Many server applications and remote administration use Remote Procedure Call dynamic port allocation. Even though dynamic, it’s essential they follow a range rule as the customers or client machines can make sure the Firewall does not block these ports or ranges. In this guide, I will share how you can configure RPC dynamic port through Firewall via Registry entries.
Configure RPC dynamic port through Firewall via Registry
When selecting a range for RPC dynamic port make sure Windows and major Microsoft products do not use these ports. Since we are going to modify the Registry, make sure to create a system restore point, take a backup of the Registry. Then, you can restore the registry if a problem occurs.
Type regedit in the Run prompt, and hit Enter. It will open the Registry editor. Now navigate to:
HKEY_LOCAL_MACHINESoftwareMicrosoftRpc
Right click on RPC, and create a new KEY (folder) “Internet,” followed by the specified data types:
- Name: Ports | Type: Multi-String Value (REG_MULTI_SZ)
- Name: PortsInternetAvailable | Type: String (REG_SZ)

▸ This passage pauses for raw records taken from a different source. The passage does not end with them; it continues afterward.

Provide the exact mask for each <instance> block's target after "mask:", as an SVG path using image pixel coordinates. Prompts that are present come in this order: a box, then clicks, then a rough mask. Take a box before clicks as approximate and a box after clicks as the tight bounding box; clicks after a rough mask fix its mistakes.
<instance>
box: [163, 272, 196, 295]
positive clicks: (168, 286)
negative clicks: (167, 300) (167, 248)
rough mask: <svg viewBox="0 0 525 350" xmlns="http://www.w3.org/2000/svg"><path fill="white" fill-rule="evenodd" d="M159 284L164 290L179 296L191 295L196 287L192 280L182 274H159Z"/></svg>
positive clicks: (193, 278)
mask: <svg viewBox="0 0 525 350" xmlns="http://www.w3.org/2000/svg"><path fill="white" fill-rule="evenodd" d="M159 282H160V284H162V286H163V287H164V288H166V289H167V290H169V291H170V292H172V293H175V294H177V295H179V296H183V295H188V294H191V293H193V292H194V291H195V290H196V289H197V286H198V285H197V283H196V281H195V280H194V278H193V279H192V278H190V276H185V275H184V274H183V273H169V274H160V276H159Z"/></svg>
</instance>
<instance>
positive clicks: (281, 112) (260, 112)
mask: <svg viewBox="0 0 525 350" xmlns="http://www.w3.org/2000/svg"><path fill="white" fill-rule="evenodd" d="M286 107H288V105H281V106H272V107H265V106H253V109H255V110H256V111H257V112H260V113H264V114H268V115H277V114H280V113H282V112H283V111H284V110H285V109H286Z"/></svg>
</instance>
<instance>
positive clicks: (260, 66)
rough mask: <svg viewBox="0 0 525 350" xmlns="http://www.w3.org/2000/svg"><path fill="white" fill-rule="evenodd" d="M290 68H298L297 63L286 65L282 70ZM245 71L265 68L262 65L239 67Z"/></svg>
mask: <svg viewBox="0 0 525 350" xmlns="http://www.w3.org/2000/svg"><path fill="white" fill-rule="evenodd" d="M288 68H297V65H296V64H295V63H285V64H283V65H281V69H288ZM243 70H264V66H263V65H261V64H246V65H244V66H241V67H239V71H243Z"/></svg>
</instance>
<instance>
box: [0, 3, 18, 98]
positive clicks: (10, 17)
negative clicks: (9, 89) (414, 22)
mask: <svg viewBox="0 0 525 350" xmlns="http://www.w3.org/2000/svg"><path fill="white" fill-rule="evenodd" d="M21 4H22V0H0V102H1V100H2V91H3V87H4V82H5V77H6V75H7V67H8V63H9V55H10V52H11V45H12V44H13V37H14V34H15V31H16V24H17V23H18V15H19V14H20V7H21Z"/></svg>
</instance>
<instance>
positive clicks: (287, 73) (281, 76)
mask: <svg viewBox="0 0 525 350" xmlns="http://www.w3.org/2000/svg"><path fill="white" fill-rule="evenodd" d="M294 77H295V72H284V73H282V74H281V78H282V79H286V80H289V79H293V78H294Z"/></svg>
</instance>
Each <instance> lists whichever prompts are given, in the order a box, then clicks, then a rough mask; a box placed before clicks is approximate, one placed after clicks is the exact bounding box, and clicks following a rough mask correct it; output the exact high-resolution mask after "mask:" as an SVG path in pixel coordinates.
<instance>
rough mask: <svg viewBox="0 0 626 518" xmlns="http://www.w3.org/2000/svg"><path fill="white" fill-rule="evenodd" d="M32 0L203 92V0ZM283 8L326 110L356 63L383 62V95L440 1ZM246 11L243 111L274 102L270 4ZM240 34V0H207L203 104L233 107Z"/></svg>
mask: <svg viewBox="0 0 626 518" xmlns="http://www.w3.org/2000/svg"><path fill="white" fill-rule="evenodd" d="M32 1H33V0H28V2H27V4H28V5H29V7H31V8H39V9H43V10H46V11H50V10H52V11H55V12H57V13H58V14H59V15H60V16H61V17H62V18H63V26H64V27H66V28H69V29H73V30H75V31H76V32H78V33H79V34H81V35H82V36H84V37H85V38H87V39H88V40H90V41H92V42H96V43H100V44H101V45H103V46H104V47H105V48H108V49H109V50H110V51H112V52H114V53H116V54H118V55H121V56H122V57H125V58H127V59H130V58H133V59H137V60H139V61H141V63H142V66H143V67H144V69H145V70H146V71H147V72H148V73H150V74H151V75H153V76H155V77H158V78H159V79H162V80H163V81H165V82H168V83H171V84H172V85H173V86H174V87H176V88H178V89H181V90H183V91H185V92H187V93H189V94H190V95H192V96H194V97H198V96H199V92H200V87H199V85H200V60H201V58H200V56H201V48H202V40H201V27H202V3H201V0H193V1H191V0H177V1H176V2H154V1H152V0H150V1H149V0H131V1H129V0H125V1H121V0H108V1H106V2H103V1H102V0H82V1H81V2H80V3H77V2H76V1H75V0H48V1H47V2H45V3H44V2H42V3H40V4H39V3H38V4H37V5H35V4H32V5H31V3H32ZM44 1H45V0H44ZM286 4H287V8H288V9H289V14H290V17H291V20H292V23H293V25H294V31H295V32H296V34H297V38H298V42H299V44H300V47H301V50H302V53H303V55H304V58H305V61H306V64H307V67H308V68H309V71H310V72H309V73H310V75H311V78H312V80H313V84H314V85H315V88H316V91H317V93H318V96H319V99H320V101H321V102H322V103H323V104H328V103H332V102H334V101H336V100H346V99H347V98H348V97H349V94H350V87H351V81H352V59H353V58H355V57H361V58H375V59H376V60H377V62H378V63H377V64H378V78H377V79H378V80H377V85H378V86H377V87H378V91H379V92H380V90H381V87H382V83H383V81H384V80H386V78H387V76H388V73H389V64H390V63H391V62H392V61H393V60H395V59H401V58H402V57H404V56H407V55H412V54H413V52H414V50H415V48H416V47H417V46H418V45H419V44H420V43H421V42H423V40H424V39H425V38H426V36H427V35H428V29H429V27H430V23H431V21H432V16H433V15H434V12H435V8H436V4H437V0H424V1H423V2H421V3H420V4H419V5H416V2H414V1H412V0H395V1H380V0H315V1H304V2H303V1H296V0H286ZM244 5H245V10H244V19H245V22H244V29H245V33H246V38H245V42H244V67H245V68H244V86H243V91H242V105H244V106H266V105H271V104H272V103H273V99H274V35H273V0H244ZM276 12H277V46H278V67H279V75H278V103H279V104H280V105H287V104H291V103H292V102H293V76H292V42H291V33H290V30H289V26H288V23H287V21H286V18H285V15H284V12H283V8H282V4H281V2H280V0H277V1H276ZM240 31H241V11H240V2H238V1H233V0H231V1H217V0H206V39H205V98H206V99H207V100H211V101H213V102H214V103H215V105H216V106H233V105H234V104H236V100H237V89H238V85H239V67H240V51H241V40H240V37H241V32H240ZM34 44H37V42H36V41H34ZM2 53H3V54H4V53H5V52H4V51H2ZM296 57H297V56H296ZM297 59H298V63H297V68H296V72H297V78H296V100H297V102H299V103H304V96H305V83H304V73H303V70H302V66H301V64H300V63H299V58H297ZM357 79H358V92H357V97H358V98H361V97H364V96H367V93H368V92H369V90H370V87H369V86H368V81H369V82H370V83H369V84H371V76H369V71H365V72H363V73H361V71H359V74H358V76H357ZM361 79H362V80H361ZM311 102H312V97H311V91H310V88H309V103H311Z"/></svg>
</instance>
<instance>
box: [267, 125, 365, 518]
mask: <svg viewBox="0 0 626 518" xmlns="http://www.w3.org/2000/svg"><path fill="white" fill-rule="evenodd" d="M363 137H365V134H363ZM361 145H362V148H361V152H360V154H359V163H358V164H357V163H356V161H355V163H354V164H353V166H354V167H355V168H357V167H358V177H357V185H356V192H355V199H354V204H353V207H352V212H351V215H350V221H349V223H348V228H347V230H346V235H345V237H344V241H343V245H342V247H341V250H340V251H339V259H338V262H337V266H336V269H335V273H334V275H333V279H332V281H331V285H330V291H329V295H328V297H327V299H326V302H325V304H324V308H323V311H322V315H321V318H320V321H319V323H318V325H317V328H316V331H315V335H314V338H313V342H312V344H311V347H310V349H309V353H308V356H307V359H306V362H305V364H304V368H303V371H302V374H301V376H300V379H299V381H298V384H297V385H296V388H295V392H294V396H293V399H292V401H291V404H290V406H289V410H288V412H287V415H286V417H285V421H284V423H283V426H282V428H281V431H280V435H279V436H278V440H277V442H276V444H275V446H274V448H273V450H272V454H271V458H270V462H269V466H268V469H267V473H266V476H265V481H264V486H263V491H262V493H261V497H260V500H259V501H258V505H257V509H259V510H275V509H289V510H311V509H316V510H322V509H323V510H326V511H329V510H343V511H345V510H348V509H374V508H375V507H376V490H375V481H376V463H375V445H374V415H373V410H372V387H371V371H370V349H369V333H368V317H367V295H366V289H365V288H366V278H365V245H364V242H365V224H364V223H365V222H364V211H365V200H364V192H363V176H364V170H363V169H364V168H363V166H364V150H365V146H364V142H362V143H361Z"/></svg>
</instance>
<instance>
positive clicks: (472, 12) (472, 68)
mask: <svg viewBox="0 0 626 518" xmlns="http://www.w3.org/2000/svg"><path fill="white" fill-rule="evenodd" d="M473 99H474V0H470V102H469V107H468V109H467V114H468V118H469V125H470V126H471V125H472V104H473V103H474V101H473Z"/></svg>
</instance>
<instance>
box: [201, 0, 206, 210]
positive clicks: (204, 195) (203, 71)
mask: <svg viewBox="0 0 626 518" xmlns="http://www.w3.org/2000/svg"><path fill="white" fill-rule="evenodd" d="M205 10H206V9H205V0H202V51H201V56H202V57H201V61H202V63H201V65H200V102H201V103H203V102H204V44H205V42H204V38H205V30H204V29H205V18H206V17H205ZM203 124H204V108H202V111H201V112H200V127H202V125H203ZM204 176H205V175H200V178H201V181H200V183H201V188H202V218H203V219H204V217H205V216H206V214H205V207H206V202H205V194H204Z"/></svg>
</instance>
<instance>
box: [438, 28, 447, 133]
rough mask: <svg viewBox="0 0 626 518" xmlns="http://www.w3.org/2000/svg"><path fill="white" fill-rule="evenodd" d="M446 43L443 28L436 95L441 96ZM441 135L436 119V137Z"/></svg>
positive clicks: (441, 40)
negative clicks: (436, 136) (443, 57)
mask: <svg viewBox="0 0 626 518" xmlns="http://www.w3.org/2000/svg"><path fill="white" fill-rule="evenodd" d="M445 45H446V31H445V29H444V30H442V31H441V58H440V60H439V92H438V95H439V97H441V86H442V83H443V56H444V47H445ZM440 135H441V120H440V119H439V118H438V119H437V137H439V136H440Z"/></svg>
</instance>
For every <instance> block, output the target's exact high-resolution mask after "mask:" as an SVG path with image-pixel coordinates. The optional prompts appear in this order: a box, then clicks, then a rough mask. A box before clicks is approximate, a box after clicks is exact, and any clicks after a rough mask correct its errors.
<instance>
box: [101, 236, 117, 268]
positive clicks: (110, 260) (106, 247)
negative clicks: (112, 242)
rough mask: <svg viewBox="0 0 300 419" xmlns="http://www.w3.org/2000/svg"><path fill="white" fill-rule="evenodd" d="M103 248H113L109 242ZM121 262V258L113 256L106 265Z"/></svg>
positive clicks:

- Name: UseInternetPorts | Type: String(REG_SZ)
Close REGEDIT.
What do these RPC Registry keys mean?
- Ports: You can choose to define one single port or range of ports, e.g., 200 or 200-300
- PortsInternetAvailable: You should either add Y or N here. If Y, the ports available in the Ports key are all the Internet-available ports on that computer. If N, then all those ports that are not Internet-available.
- UseInternetPorts: Same as above, Y means the processes using the default will be assigned ports from the set of Internet-available ports, as defined previously. While N means they are intranet-only ports.
Always remember that when you have a server which is high on traffic, the availability of the ports might be tough. When setting up a range, still consider this. The Endpoint Mapper Service register these ports. If they are not registered, you may receive a configuration error – 87 (0x57) ERROR_INVALID_PARAMETER.
Post this, make sure that everything is working fine. Then add these ports to the client Firewall settings, so they are not blocked.
Its easy to configure RPC dynamic port, and they make sure these ports are clear from Firewall restriction. That way client machines will not have any problem connecting to server and applications.